Ramblings of an aging IT geek
← Ramblings of an aging IT geek
performance

ebpf, or finally being able to ask the kernel a question

How eBPF and the bcc/bpftrace tools let me watch what the kernel is actually doing on a live host without strace's overhead, and the handful of one-liners I keep reaching for.

A performance graph on a server monitoring screen

For years, when a process on a production host was misbehaving in a way top and the logs couldn't explain, my options were grim. I could strace it and accept that the tracing overhead might be worse than the problem I was chasing, sometimes badly so on a busy process. I could guess. Or I could try to reproduce it somewhere I was allowed to break things, which for the interesting bugs is exactly where they refuse to appear. What I actually wanted was to ask the running kernel "what are you spending your time on, right now, on this box" and get an honest answer without perturbing it. eBPF is that, and the first time it worked I was genuinely delighted.

The pitch, stripped of the hype: you can attach small, verified programs to kernel events (syscalls, function entry and exit, tracepoints, disk and network paths) and aggregate what they see in the kernel, returning only summaries to userspace. Because the counting happens in-kernel and you get histograms back rather than a line per event, the overhead is a fraction of what strace costs. You can leave it running on a busy production host and it barely registers.

the tools I actually use

I don't write raw eBPF. Almost nobody needs to. The bcc toolkit and bpftrace give you a shelf of ready-made tools and a one-liner language on top, and that covers the vast majority of "what is this host doing" questions.

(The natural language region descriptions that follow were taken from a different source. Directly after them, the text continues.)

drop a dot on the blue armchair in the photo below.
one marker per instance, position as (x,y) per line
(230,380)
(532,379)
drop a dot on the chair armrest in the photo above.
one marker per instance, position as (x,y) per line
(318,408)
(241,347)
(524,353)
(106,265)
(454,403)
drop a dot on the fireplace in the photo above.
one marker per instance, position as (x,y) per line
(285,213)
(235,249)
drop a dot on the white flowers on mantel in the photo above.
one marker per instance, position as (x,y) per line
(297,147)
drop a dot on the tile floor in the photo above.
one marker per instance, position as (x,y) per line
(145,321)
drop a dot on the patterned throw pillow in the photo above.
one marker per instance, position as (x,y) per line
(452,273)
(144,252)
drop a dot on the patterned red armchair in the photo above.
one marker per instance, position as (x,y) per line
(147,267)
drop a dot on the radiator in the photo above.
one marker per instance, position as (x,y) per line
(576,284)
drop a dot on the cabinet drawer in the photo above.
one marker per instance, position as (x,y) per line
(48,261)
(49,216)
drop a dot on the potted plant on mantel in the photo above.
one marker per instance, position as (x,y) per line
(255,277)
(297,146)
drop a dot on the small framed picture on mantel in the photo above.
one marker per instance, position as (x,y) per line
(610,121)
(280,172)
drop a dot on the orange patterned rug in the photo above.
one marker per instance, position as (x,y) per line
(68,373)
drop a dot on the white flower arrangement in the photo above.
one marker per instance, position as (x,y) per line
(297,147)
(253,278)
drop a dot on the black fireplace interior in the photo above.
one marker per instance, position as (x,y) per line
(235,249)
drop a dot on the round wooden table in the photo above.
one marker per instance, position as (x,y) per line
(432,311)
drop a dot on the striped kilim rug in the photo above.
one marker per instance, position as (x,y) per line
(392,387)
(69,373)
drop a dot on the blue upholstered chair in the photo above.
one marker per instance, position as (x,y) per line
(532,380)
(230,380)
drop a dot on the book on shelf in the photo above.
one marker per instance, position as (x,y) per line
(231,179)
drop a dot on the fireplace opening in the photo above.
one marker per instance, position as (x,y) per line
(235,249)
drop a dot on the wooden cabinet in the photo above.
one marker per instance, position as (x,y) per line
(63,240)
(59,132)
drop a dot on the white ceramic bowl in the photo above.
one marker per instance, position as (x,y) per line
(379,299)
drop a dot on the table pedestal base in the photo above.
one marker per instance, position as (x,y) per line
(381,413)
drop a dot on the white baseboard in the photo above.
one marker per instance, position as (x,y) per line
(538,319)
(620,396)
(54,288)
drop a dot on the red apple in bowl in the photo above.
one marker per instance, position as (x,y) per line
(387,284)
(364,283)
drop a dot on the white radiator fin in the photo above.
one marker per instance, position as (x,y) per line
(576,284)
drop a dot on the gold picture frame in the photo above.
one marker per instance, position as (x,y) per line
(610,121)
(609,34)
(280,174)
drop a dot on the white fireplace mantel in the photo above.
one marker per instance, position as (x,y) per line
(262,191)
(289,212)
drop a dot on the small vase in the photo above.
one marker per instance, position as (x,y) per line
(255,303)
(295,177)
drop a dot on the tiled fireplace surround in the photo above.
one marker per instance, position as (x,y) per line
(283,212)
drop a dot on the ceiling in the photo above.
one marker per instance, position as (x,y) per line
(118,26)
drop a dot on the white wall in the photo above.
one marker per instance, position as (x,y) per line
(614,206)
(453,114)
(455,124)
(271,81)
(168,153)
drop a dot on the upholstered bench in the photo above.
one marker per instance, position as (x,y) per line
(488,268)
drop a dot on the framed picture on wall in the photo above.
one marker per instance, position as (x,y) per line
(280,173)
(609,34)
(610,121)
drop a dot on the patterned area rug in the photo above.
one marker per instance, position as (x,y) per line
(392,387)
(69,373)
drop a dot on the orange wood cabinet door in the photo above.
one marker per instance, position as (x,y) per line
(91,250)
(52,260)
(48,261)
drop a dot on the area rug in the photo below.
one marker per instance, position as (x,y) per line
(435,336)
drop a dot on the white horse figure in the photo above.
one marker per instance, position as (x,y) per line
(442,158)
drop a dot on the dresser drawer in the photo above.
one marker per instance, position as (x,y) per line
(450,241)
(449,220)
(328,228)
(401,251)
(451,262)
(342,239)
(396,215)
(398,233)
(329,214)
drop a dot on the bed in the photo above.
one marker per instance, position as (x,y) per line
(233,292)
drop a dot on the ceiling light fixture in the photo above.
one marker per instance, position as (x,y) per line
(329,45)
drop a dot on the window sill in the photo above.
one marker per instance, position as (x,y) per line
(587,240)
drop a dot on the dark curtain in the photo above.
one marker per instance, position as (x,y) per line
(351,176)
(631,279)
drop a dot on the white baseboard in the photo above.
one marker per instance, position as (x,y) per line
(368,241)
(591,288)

When something's slow and I suspect disk, biolatency gives me a histogram of block I/O latency, in-kernel, live:

# biolatency
     usecs       : count    distribution
       128 -> 255 : 1832    |********************        |
       256 -> 511 : 4410    |****************************|
       512 -> 1023: 947     |******                      |

That distribution is the whole answer to "is the disk slow, or is it the app". A tail out at high latencies tells a very different story from a tight cluster, and top could never have shown me either.

When a host is doing mysterious filesystem work, opensnoop shows me every file being opened and by whom, which has ended more "why is it reading that" arguments than I can count. And the one I reach for most, execsnoop, prints every process the host spawns as it happens, which is how you catch the cron job, the rogue script, the thing forking ten thousand short-lived processes that never shows up in a point-in-time ps.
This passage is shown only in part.